Wednesday, June 30, 2010

Superconductors everywhere

kw: observations, physics

I read in an article an analogy to explain the orbital restrictions of electrons in atoms. The electron's "orbit" was compared to an organ pipe, which makes a particular tone because of a standing wave within it. Just as a standing wave doesn't "go anywhere", the electron forms a standing wave and doesn't go anywhere. Thus, it does not experience acceleration. This is important because a charged particle that experiences acceleration must emit radiation. Our entire electrical economy is built on this principle!
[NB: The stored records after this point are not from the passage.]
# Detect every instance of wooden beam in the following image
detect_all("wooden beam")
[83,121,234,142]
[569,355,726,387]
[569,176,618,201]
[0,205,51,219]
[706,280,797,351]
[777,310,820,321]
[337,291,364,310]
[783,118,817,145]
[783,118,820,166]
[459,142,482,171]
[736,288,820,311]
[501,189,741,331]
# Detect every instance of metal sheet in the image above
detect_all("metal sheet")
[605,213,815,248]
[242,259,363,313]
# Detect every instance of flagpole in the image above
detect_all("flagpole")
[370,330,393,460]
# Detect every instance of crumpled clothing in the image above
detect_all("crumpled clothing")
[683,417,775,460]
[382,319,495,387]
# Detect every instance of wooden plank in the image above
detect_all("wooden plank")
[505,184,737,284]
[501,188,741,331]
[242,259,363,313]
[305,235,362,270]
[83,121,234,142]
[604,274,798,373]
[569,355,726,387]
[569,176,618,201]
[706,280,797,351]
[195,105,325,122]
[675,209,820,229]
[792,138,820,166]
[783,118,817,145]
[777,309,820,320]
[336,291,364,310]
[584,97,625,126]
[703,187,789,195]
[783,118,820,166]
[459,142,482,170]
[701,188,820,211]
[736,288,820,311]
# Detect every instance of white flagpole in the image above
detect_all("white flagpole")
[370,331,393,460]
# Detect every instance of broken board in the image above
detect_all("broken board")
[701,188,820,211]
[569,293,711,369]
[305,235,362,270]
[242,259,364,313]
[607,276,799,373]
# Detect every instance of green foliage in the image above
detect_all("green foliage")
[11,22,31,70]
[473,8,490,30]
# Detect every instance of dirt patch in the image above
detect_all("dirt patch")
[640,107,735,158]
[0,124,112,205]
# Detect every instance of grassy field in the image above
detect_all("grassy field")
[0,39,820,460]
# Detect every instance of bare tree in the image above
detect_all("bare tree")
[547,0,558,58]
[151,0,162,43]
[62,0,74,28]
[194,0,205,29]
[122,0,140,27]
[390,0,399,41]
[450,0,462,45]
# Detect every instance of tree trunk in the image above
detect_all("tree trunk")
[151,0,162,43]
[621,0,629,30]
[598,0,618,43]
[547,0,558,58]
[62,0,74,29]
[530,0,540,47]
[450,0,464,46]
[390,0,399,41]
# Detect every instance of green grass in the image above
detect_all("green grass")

The electron, then, does not orbit the nucleus, strictly speaking, but forms a standing wave and remains stable. However, the source of the analogy, the organ pipe, is not stable. One must supply energy because the tone it emits removes energy from the system. There is, however, a standing wave system, which can be the size of an organ pipe, that does not emit any energy and is stable. That is a superconducting magnet. One uses conventional leads to feed current into a superconducting magnet to build up its magnetic field, then adds a superconducting link to short across the leads' terminals and switches out the leads. This system is stable, emits no radiation, and maintains the magnetic field until a resisting link is introduced to absorb the energy. Both charging and discharging a superconducting magnet must be done carefully, because some of them store the energy of a few sticks of dynamite.

Compare with a hydrogen atom. Its single electron is a stable standing wave that emits no radiation and maintains a magnetic field. A lone atom of hydrogen is a tiny magnet (but hydrogen normally exists in H2 molecules that pair up like two magnets stuck together, leaving no residual field). In this atomic magnet, the electron is effectively a superconductor! Superconductivity is a quantum property of electrons in their stable orbitals. It is fundamentally different from Cooper pair-induced superconductivity.

If this kind of quantum superconductivity could be expanded to large scales, room-temperature (and above) superconducting devices could become a reality. Ferromagnetism is one expression of intrinsic electron magnetic orientation, but is inefficient, because the electron that produces the magnetic field needs at least 25 "friends" to support the magnetic asymmetry required.